=Paper=
{{Paper
|id=Vol-441/paper-5
|storemode=property
|title=A Novel Tool for Quick Video Summarization using Keyframe Extraction Techniques
|pdfUrl=https://ceur-ws.org/Vol-441/p04.pdf
|volume=Vol-441
}}
==A Novel Tool for Quick Video Summarization using Keyframe Extraction Techniques==
https://ceur-ws.org/Vol-441/p04.pdf
A Novel Tool for Quick Video Summarization using
Keyframe Extraction Techniques
Mathias Lux*, Klaus Schöffmann*, Oge Marques+, Laszlo Böszörmenyi*
*Institute for Information Technology
Klagenfurt University
Universitätsstrasse 65-67
9020 Klagenfurt, Austria
{mlux, ks, laszlo}@itec.uni-klu.ac.at
+
Department of Computer Science and Engineering
Florida Atlantic University
777 Glades Road
Boca Raton, FL 33431 - USA
omarques@fau.edu
Abstract: The increasing availability of short, unstructured video clips on the Web
has generated an unprecedented need to organize, index, annotate and retrieve
video contents to make them useful to potential viewers. This paper presents a
novel, simple, and easy-to-use tool to benchmark different low level features for
video summarization based on keyframe extraction. Moreover, it shows the
usefulness of the benchmarking tool by developing hypothesis for a chosen domain
through an exploratory study. It discusses the results of exploratory studies
involving users and their judgment of what makes the summary generated by the
tool a good one.
1 Introduction
The explosion of video information available on the Web has generated
an unprecedented need to organize, index, annotate and retrieve video
contents to make them useful to potential viewers.

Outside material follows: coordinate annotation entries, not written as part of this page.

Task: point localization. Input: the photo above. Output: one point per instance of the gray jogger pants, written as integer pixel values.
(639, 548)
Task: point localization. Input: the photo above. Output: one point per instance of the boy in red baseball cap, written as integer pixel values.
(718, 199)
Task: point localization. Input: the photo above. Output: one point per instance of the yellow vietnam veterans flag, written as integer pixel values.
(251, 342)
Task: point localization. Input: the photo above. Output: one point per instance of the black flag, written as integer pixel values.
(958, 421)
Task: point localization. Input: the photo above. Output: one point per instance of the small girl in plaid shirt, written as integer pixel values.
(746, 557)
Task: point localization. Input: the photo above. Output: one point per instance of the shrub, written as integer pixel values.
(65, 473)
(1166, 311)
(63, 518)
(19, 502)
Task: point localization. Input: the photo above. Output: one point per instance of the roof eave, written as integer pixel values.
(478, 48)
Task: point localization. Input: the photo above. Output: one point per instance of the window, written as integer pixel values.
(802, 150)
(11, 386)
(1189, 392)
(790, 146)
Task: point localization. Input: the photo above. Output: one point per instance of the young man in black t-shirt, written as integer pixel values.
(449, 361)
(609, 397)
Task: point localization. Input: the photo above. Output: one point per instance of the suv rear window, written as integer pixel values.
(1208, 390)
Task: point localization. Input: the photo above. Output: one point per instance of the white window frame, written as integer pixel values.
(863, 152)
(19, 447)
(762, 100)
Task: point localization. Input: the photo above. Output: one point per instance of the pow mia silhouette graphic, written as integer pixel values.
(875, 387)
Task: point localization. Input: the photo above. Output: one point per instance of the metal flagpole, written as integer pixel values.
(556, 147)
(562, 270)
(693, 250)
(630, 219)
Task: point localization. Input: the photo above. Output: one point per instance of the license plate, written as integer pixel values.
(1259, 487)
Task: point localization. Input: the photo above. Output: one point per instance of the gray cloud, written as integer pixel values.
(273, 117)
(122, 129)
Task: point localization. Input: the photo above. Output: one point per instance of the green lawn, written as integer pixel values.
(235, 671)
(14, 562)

During the past few years, video has been promoted to a first-class data
object in web-based applications. From a video consumer’s perspective it
has become increasingly common to watch streaming video online, or
download video programs for future playback on a wide variety of
devices, from desktops to cell phones. It has never been easier to create
video contents, encode it with a variety of standardized codecs, upload it,
embed it into existing web pages or blogs and share it with the world at
large.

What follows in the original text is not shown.